Polizze dormienti delle Poste, c'è la soluzione
ROMANO. Potrebbe esserci una soluzione per la vicenda legata alle polizze dormienti che ha coinvolto migliaia di persone in Italie e molte anche in Canavese. La scorsa settimana, la Sentinella aveva raccontato il caso della famiglia Fiore di Romano. I Fiore, come molta altra gente, era rimasta ‘vittima' della legge 166 entrata in vigore nel 2008.
La conferma arriva direttamente dal ministero dell'Economia, in base ad un provvedimento varato lo scorso venerdi 19 marzo dal consiglio dei ministri che elimina la retroattività della norma, permettendo cosi di applicare la disciplina sulle polizze dormienti esclusivamente ai contratti nei quali la prescrizione non era ancora maturata al 28 ottobre 2008 cioè quando non era ancora entrata in vigore tale normativa.
I Fioreavevano deciso di rendere pubblica la loro storia.
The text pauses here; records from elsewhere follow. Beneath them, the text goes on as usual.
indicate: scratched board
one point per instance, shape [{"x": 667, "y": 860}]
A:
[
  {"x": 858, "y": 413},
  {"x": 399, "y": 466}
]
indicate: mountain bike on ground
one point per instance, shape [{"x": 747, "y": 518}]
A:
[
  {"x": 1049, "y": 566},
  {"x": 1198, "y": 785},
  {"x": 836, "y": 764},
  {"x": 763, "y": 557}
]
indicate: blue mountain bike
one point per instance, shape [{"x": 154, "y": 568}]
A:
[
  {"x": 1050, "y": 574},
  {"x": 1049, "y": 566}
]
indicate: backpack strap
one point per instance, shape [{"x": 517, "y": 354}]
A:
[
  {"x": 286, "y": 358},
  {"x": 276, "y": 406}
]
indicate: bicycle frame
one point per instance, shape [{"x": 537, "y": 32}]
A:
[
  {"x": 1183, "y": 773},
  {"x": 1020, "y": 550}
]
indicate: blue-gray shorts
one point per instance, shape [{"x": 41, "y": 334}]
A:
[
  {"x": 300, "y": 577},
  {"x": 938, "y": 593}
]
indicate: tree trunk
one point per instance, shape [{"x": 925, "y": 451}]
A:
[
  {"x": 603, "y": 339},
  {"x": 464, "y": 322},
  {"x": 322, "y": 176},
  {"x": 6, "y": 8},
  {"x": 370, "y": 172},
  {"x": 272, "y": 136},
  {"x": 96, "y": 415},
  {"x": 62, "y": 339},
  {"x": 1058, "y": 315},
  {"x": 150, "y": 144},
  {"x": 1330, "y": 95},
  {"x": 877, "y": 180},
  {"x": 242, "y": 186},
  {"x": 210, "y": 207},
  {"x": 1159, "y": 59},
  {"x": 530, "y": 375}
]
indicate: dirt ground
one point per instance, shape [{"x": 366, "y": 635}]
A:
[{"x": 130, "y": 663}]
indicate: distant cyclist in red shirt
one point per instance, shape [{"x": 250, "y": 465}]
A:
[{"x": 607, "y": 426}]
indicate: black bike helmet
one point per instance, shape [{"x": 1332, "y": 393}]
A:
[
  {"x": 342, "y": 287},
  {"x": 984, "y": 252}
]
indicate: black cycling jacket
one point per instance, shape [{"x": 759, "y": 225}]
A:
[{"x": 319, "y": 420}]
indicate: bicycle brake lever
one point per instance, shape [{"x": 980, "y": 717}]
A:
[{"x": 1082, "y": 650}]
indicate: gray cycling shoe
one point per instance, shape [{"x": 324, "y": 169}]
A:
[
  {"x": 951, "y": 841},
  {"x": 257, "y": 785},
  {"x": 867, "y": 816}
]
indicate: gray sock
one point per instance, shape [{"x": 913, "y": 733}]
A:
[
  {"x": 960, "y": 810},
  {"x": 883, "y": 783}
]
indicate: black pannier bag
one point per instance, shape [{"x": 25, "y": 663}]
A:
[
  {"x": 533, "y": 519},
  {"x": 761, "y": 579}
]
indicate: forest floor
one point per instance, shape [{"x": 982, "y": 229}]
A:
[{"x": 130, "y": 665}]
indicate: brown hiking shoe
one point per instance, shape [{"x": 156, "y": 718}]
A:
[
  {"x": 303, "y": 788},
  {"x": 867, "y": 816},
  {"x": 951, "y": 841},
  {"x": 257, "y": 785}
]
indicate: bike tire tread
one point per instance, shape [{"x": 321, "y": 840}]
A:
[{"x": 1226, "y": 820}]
Leonardo Fiore, 80 anni, di Ivrea, a gennaio del 2005 aveva investito 50 mila euro in una polizza vita delle Poste Italiane denominata 'Campioni". In ottobre, improvvisamente, l'uomo era morto e i suoi eredi, basandosi su una clausola della polizza sottoscritta dallo stesso Fiore e sui consigli forniti dallo stesso personale di Poste, non avevano reclamato il capitale fino a novembre del 2009, data in cui hanno scoperto di essere divenuti loro stessi vittime delle legge entrata in vigore un anno prima, che stabiliva che gli importi dovuti ai beneficiari dei contratti di assicurazione sulla vita non reclamati entro il termine di prescrizione erano destinati ad un Fondo per l'indennizzo dei risparmiatori vittime di frodi finanziarie. Come loro, milioni di ignari titolari dei cosiddetti conti dormienti, erano rimasti 'intrappolati" dalla stessa legge.
La famiglia Fiore, però, non ha accettato di subire passivamente le disposizioni di una legge che ritenevano ingiusta e, a detta dell'avvocato Paolo Fiorio, del Movimento Consumatori di Torino, «ai limiti dell'illegalità».
Cosi si sono mobilitati come migliaia di altre persone per venire a capo della vicenda e, a quanto pare, venerdi scorso, qualcosa si è sbloccato. I Fiore riavranno dunque, molto probabilmente, i loro soldi, ed in tempi definiti 'ragionevoli".
E' Claudio Raimondi, Responsabile Marketing di Poste Vita, ad aver dato la buona notizia alla famiglia Fiore. «Come si può leggere sul sito del ministero delle Finanze - conferma Raimondi - è stato apportato un cambiamento alla legge del 2008, in cui rientra anche il caso specifico della famiglia Fiore. Quindi i Fiore verranno liquidati da Poste Vita».
'Tutto è bene quel che finisce bene" si dice, ma i Fiore aspettano a cantare vittoria. «Festeggeremo solo quando riavremo effettivamente in mano i nostri soldi - affermano - ma siamo fiduciosi».